Setelah merdeka, UUPA merupakan Undang-Undang paling penting yang mewadahi arti dan semangat kemerdekaan nasional dari penjajah, karena merupakan antitesa dari pola penguasaan tanah ala Imperialis-kolonialis dan sekaligus memiliki perspektif yang cukup tegas dalam menjunjung kedaulatan kaum tani atas sumber-sumber agraria. Namun penerapan UU Pokok-Pokok Agraria tersebut mendapatkan hambatan yang keras, terutama dari pemilik tanah besar/tuan tanah yang menghubungkan dirinya dengan tentara.
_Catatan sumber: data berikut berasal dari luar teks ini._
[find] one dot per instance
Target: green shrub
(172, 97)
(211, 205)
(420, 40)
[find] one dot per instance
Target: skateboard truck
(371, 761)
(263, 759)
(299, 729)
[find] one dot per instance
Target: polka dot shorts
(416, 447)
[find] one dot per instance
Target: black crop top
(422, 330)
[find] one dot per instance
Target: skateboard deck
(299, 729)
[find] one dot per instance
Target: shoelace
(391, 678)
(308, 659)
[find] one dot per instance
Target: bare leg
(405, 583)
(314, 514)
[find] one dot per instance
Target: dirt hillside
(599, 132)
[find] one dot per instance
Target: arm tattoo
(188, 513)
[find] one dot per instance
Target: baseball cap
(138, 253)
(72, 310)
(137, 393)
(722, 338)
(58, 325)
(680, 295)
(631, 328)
Demikian upaya-upaya dari Negara dan kaum tani saat itu untuk menjalankan amanat UUPA tersebut belum mendapatkan keberhasilan, dalam arti, UUPA belum terlaksana di lapangan—hingga akhirnya kekuasaan direbut oleh Soeharto yang pro-modal. Itulah mengapa perlawanan kaum tani saat itu (sampai sekarang) sering kali dihadapkan pada bedil tentara.
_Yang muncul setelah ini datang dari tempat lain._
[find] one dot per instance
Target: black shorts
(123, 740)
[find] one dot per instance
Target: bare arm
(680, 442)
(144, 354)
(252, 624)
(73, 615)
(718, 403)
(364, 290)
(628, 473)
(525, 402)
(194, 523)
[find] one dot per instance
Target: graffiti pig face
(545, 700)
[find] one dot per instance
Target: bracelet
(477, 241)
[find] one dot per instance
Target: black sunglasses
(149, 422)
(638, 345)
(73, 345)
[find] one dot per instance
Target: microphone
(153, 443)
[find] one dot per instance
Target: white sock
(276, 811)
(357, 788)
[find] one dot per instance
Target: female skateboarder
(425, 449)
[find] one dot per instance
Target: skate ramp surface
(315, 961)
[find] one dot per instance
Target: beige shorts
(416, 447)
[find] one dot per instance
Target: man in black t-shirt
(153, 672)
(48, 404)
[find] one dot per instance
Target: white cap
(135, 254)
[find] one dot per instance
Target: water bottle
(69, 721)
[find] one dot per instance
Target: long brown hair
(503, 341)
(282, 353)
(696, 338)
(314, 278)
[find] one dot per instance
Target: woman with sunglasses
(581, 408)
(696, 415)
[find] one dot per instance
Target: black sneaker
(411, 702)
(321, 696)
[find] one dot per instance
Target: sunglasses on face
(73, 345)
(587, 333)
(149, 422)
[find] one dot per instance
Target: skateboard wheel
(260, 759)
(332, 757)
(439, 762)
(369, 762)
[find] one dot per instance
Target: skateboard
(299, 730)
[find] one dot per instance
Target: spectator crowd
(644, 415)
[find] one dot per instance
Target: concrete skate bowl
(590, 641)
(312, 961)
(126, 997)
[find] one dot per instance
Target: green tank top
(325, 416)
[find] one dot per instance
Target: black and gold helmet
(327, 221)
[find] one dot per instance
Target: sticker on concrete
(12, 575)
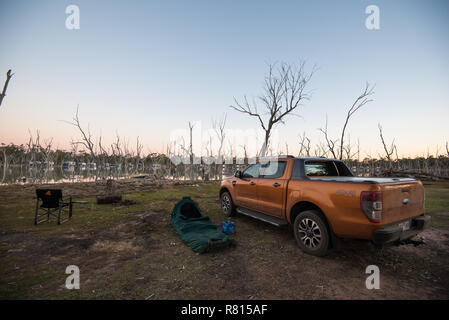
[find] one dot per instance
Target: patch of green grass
(21, 287)
(437, 203)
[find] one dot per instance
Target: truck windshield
(326, 168)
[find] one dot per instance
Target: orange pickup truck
(323, 202)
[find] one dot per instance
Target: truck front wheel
(227, 206)
(311, 233)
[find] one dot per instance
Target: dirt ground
(139, 256)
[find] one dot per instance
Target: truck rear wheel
(227, 206)
(311, 233)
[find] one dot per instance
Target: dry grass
(133, 253)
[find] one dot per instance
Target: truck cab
(323, 201)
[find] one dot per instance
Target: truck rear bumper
(395, 233)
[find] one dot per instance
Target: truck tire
(227, 206)
(311, 233)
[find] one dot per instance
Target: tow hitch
(415, 242)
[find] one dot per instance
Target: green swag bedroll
(197, 231)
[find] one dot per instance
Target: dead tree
(388, 152)
(191, 126)
(86, 139)
(5, 86)
(304, 146)
(219, 128)
(330, 143)
(358, 103)
(284, 92)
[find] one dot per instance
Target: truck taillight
(371, 203)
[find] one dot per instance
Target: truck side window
(343, 170)
(320, 168)
(252, 171)
(272, 169)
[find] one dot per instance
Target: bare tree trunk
(284, 91)
(5, 86)
(358, 103)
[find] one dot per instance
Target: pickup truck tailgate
(401, 201)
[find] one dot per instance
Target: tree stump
(110, 195)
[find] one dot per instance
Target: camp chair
(52, 204)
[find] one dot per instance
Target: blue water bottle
(228, 227)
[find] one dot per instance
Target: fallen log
(107, 199)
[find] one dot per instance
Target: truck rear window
(326, 168)
(320, 168)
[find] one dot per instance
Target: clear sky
(145, 68)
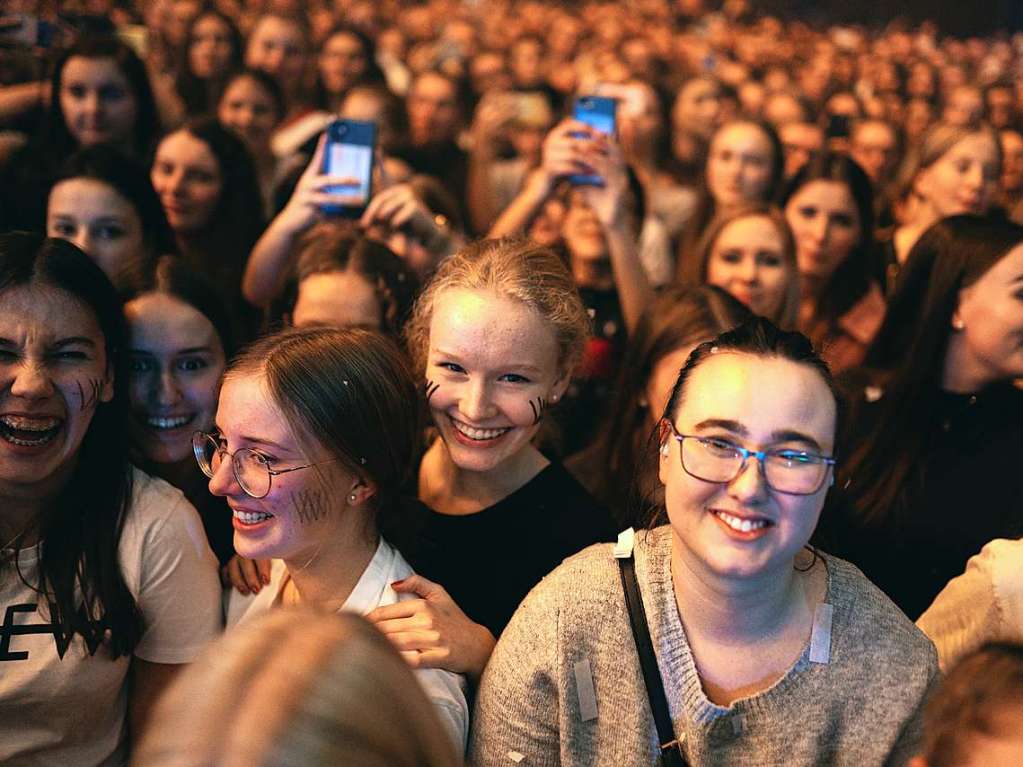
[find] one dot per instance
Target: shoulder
(872, 627)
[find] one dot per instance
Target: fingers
(424, 587)
(263, 567)
(242, 575)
Saat Rejim Soeharto berkuasa kondisi kaum tani kembali menderita. UUPA yang merupakan intisari perasan dari kemerdekaan tidak pernah dijalankan bahkan dianggap peraturan rongsokan yang diabaikan begitu saja. Tidak hanya itu, lebih jauh lagi, pemerintahan Orde Baru telah mengembalikan pola penguasaan tanah dan sumber-sumber agraria kepada pemodal-pemodal asing seperti di jaman penjajahan terdahulu lewat seperangkat peraturan Hak Guna Usaha (HGU) ataupun Hak Pengelolaan Hutan (HPH) atas tanah.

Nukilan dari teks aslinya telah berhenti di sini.